2010-01-30 15:00:44 | ゴスペル
VA / OH HAPPY DAY

『Best Traditional Gospel Album』部門にノミネートされたコンピレーション・アルバム「OH HAPPY DAY」。まず参加メンバーが凄い。アル・グリーン、ジョス・ストーン、アーロン・ネヴィル、メイヴィス・ステイプルス、クラーク・シスターズ、ロバート・ランドルフ、パティ・グリフィン、ジョニー・ラング、ジョン・ボン・ジョビ、マイケル・マクドナルドなどなど。これにさらに全米各地の教会聖歌隊が加わるという豪華さ。曲目も「I Believe」や「Oh Happy Day」などのゴスペル・ナンバーに限らず広くソウル/ロックの名曲を取り上げています。ジョン・ボン・ジョビなんてボン・ジョビの曲歌ってるしね。さて、このアルバムがトラディショナルなのか?という疑問はさて置き、まずこの部門のノミネート作品は以下の通り。

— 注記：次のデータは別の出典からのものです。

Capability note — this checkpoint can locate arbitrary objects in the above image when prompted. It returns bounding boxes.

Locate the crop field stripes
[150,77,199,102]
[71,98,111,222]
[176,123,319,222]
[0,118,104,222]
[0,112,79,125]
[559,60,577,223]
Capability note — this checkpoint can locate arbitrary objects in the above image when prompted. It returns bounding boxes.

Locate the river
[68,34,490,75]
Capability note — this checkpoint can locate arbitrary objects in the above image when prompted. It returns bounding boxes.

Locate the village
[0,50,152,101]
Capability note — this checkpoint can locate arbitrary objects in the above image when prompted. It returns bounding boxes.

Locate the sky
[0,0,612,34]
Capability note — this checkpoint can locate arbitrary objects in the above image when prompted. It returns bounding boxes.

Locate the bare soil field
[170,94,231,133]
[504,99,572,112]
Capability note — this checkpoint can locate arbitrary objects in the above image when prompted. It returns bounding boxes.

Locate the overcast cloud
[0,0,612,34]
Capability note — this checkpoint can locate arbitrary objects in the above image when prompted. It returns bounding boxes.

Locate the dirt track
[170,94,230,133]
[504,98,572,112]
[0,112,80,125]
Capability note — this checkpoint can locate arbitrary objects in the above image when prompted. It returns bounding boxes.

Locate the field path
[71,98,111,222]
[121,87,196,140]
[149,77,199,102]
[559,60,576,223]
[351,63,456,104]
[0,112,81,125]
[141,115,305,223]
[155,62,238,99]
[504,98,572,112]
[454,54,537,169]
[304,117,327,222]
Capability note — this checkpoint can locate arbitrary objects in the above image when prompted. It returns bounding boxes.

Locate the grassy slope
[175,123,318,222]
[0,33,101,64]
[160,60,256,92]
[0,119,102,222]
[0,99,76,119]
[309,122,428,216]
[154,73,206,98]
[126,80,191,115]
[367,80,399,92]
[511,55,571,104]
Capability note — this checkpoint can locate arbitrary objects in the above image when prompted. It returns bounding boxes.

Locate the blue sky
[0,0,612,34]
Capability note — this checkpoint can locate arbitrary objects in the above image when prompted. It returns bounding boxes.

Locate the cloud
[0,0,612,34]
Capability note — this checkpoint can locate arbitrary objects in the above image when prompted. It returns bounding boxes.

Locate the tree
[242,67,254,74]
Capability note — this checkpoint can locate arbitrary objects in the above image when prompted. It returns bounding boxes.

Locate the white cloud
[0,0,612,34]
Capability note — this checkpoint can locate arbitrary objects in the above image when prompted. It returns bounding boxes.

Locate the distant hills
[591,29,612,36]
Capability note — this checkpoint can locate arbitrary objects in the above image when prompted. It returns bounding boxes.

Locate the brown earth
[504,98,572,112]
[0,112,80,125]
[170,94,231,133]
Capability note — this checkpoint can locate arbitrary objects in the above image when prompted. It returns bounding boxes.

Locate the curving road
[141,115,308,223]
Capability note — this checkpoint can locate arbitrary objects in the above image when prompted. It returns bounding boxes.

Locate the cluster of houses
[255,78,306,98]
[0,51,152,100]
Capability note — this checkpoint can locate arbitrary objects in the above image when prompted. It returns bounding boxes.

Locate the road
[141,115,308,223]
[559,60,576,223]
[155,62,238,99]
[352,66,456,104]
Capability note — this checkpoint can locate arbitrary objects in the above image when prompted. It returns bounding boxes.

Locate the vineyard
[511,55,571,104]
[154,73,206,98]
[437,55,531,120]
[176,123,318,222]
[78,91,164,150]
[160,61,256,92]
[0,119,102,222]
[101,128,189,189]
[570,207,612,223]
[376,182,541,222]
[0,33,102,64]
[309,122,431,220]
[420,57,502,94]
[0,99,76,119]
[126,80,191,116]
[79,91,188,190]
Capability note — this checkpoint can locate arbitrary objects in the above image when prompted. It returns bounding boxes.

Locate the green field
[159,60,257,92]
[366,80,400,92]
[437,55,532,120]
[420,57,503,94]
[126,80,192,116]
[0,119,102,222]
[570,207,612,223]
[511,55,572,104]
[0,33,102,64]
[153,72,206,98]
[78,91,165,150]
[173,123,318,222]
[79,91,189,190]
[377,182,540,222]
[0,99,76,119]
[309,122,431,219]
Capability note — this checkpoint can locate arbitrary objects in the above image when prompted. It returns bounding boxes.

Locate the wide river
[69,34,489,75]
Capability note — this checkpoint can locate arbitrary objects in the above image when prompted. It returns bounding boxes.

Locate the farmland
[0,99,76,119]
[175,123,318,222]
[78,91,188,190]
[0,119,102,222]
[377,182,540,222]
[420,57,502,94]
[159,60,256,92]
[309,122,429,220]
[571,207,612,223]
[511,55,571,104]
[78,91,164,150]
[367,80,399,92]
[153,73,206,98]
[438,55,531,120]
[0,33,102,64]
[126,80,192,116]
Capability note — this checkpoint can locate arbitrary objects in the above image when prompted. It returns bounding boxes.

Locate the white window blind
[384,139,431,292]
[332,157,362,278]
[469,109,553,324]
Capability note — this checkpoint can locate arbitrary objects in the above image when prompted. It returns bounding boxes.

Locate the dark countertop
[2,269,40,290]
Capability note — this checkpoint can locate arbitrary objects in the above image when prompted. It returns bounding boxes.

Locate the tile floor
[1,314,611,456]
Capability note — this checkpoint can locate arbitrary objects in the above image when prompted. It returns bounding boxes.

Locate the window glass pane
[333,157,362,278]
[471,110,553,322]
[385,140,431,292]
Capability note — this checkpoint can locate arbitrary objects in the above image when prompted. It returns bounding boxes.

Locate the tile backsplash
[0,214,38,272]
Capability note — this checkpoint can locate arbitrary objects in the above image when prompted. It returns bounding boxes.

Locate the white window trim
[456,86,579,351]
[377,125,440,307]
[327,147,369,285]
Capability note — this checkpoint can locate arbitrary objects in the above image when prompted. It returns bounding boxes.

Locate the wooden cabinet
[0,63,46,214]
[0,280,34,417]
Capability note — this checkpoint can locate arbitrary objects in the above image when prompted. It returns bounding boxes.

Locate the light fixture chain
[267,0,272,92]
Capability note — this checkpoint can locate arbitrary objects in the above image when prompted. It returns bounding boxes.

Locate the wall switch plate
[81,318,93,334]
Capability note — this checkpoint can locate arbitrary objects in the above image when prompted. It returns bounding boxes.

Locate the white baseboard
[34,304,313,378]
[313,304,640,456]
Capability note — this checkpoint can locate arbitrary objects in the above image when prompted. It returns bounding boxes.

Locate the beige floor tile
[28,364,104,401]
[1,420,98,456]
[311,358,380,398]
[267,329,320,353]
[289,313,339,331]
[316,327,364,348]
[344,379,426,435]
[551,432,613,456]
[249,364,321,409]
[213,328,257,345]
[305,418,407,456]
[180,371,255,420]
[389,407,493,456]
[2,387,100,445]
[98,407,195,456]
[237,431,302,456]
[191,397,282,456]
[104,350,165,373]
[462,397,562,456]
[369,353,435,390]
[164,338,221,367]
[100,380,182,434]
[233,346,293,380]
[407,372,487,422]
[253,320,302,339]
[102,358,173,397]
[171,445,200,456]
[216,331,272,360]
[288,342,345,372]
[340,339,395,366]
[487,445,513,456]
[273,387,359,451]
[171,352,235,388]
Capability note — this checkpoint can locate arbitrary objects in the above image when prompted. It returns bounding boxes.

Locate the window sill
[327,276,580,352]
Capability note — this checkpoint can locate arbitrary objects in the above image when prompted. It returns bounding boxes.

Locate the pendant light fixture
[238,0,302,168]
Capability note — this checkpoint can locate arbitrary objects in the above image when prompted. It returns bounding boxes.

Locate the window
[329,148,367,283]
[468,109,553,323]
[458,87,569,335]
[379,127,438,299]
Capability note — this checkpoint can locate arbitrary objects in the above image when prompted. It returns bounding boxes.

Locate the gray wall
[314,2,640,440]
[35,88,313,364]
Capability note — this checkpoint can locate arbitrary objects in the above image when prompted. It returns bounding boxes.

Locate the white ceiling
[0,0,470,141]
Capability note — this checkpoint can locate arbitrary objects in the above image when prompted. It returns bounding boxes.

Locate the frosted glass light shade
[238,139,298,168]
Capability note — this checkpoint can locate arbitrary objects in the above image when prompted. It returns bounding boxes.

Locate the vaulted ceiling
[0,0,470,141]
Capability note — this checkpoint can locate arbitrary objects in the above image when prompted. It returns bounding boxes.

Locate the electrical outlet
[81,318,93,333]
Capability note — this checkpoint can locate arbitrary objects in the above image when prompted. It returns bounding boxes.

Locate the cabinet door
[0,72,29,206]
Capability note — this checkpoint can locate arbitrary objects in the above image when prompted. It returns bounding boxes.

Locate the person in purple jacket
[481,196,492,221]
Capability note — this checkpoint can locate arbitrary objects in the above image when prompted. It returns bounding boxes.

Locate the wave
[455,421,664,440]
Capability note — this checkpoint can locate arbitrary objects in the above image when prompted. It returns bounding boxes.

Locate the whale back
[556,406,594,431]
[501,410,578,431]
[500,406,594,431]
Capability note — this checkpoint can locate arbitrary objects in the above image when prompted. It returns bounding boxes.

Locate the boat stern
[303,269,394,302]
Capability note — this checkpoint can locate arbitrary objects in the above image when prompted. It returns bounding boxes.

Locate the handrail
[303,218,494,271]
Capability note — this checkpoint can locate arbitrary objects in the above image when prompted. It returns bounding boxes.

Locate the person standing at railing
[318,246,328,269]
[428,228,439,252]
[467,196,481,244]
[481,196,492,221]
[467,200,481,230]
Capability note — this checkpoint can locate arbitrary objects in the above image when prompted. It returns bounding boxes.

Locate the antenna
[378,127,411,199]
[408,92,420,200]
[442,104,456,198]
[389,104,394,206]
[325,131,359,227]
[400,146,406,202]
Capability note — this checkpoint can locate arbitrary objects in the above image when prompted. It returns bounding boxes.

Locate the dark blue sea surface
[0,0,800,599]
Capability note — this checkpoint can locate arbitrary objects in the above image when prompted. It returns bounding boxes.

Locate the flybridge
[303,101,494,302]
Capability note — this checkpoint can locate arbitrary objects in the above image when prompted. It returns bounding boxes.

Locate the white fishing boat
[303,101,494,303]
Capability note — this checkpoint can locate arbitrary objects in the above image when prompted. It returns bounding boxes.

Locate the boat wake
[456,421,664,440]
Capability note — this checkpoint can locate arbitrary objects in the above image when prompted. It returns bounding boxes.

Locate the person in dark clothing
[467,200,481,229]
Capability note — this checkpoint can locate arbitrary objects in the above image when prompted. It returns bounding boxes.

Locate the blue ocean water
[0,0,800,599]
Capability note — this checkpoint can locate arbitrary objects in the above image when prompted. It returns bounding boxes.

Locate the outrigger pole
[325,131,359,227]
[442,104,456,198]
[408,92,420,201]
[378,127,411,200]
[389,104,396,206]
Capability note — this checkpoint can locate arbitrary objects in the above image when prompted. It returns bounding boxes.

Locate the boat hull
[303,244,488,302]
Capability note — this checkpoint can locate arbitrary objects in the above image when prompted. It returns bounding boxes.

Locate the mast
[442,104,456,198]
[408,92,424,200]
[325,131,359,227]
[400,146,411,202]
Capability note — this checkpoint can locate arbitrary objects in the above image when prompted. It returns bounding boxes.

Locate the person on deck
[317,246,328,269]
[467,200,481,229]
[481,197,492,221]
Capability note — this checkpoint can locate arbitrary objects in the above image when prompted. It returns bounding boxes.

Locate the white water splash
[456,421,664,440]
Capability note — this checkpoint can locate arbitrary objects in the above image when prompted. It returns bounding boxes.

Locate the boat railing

Ashley Cleveland / God Don't Never Change
Donald Lawrence & Co. / The Law Of Confession, Part I
(Various Artists) / Oh Happy Day
The Williams Brothers / The Journey Continues
Vickie Winans / How I Got Over

この中で気になるのはアシュリー・クリーヴランドですね~。彼女もサザン・フィーリング溢れる良い声してしてますよね。あとTHE WILLIAMS BROTHERSは黒人3人組のコーラスグループのようですが、試聴してみましたらなかなか良かったです。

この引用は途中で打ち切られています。